# **Code-Along: Handling Encoding and Mixed Delimiters in CSV Files**

In this notebook, you will learn how to:
1. Read a CSV file with a specific encoding.
2. Handle mixed delimiters in a CSV file.
3. Use Python's built-in tools (`open()` and `csv` module) to process the file.

---

## **Scenario**
You are working with a CSV file that contains data about public transportation usage.
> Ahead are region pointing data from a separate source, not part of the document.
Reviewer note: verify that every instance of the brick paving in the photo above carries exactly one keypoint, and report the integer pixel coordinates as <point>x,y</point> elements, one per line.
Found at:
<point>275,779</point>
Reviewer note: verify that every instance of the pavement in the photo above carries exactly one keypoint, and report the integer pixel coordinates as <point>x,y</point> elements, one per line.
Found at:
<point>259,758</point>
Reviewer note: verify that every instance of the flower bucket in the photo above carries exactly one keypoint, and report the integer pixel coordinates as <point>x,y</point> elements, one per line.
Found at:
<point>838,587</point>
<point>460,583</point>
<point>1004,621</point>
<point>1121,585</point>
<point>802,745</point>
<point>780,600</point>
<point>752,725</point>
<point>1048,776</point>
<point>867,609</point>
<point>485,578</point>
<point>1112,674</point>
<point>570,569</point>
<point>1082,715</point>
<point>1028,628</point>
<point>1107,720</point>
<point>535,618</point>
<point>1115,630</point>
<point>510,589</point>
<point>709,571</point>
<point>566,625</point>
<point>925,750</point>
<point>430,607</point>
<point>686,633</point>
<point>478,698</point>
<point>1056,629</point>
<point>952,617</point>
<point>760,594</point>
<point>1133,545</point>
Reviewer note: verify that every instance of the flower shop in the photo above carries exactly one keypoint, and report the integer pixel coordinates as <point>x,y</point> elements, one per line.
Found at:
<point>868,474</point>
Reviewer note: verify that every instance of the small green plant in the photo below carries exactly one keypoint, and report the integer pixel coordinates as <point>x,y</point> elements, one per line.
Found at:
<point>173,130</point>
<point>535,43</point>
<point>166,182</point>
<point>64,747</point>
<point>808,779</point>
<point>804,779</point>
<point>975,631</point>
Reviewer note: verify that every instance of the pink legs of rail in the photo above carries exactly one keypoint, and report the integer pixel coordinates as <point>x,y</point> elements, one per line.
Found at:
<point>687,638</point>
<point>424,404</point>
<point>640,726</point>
The file:
- Uses **UTF-8 encoding**.
- Contains **mixed delimiters** (commas and semicolons).
- Includes a header row.

Your task is to:
1. Read the file correctly.
2. Extract specific information.
3. Perform basic analysis on the data.

---

## **Dataset: public_transport.csv**

**File Contents:**

- Station
- Daily Ridership (how many people rode)
- City 

## **Part 1: Reading the CSV File**

### Task:
1. Open the file `public_transport.csv` using the `open()` function and the `with` statement.
2. Use the `csv.reader()` function to read the file.
3. Handle the mixed delimiters (commas and semicolons) by splitting the rows manually.


In [None]:
# import the csv package 

import csv

In [None]:
# Open the CSV file with UTF-8 encoding
with open('data/public_transport.csv', 'r', encoding='utf-8') as file:
    reader = csv.reader(file)
    
    # Iterate through the rows
    for row in reader:
        # The first column is the station name
        station = None
        
        # The second column contains "Daily_Ridership;City", so we split it by the semicolon
        ridership, city = None.split(';')  # Correctly access the second element of the list and split it
        
        # Print the extracted data
        print(f"Station: {station}, Daily Ridership: {ridership}, City: {city}")

## Part 2: Extracting Specific Information
### Task:
- Skip the header row.
- Print only the station names and their corresponding cities.


In [None]:
# Open the CSV file with UTF-8 encoding
with open('data/public_transport.csv', 'r', encoding='utf-8') as file:
    reader = csv.reader(file)
    
    # Skip the header row
    next(None)
    
    # Print station names and cities
    for row in None:
        station = None
        city = None.split(';')[1]  # Split the second column and get the city
        print(f"Station: {station}, City: {city}")

## Part 3: Basic Analysis

### Task:
- Count the total number of stations.
- Calculate the total daily ridership across all stations.


In [None]:
# Initialize variables
station_count = 0
total_ridership = 0

# Open the CSV file with UTF-8 encoding
with open('data/public_transport.csv', 'r', encoding='utf-8') as file:
    reader = csv.reader(file)
    
    # Skip the header row
    next(None)
    
    # Iterate through the rows
    for row in None:
        station_count += 1
        ridership = int(None.split(';')[0])  # Convert ridership to an integer
        total_ridership += ridership

# Print the results
print("Total Stations:", station_count)
print("Total Daily Ridership:", total_ridership)